# Difference Between Wellness and Wellness Core?



## SchnellFowVay (Mar 10, 2009)

Two of our dachshund eat exclusively low fat food (they are a healthy weight, but they are always on the verge of being overweight).

Due to our local dogfood store being a bit screwy, they either have Wellness Healthy Weight or Wellness Core Healthy Weight each time we buy a bag. So our dogs have alternated between one or the other 3 - 4 times in the last 6 months. It never seems to give them diahhrea, and the food looks the same (and its from the same company).

Also, they are the same price.

So what is the difference between the standard Wellness, and the Wellness Core?


----------



## abi88 (Jul 2, 2008)

SchnellFowVay said:


> Two of our dachshund eat exclusively low fat food (they are a healthy weight, but they are always on the verge of being overweight).
> 
> Due to our local dogfood store being a bit screwy, they either have Wellness Healthy Weight or Wellness Core Healthy Weight each time we buy a bag. So our dogs have alternated between one or the other 3 - 4 times in the last 6 months. It never seems to give them diahhrea, and the food looks the same (and its from the same company).
> 
> ...


Core is Wellness's grain-free version.


----------



## InkedMarie (Mar 11, 2009)

Wellness Core healthy weight? Are you referring to their Core reduced fat? I fed that for over two years to a dog we adopted who was morbidly obese, she did very well on it. Abi88 is right, Core is grainfree, the other is not


----------



## SchnellFowVay (Mar 10, 2009)

Thanks!

Yeah, I am referring to Wellness Healthy Weight vs. Core Reduced Fat.

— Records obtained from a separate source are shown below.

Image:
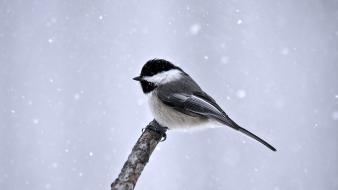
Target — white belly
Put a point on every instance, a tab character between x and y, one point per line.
168	117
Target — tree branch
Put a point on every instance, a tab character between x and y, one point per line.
139	156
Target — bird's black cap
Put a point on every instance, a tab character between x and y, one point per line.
155	66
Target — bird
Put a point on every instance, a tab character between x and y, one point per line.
177	101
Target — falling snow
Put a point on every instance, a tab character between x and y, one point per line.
70	112
240	93
195	29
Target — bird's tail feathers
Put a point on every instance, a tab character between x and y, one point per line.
227	121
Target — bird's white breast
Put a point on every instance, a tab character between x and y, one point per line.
169	117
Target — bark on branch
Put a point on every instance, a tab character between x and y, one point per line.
139	156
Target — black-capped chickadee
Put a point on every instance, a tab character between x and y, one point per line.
177	101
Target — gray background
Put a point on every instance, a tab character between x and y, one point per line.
70	112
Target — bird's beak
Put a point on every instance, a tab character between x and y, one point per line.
139	78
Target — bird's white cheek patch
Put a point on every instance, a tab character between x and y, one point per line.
165	77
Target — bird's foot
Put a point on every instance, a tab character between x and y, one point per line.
156	127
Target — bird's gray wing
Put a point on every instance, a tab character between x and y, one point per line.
193	105
200	104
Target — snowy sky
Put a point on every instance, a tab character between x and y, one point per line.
70	112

Our third Dachshund who was a severely malnurished rescue is on Wellness Small Breed. His weight doubled in 4 months, his coat is shiny again, and he's doing great. We may need to switch him to Healthy Weight and/or reduce is portion sizes soon.

Thanks for all of the responses!


----------



## Enhasa (Feb 6, 2010)

i honestly feel that the "healthy weight" thing is overhyped.
the BEST method to control your dog's weight is to feed less. simple as that.

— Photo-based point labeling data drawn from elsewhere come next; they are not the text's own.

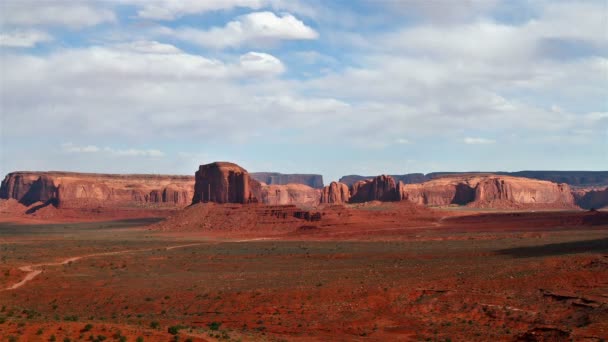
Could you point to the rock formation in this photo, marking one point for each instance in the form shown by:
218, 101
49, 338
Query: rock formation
489, 191
274, 178
336, 193
77, 190
290, 194
578, 178
224, 182
591, 198
382, 188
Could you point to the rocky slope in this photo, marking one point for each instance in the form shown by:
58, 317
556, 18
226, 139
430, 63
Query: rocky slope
382, 188
335, 193
490, 191
275, 178
591, 198
290, 194
578, 178
224, 182
71, 189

If you are feeding very little, but appropriate amounts, and the dog is still gaining weight, its best you change the brand of food just to see how it works out.
You can ask your vet about it while you are bringing your dog for occasional checkups. no need to make a special trip and spend money.
If your dog just have a weight-gain problem regardless of what he eats, and how much he eats, its best you then try reduced fat formulas.


----------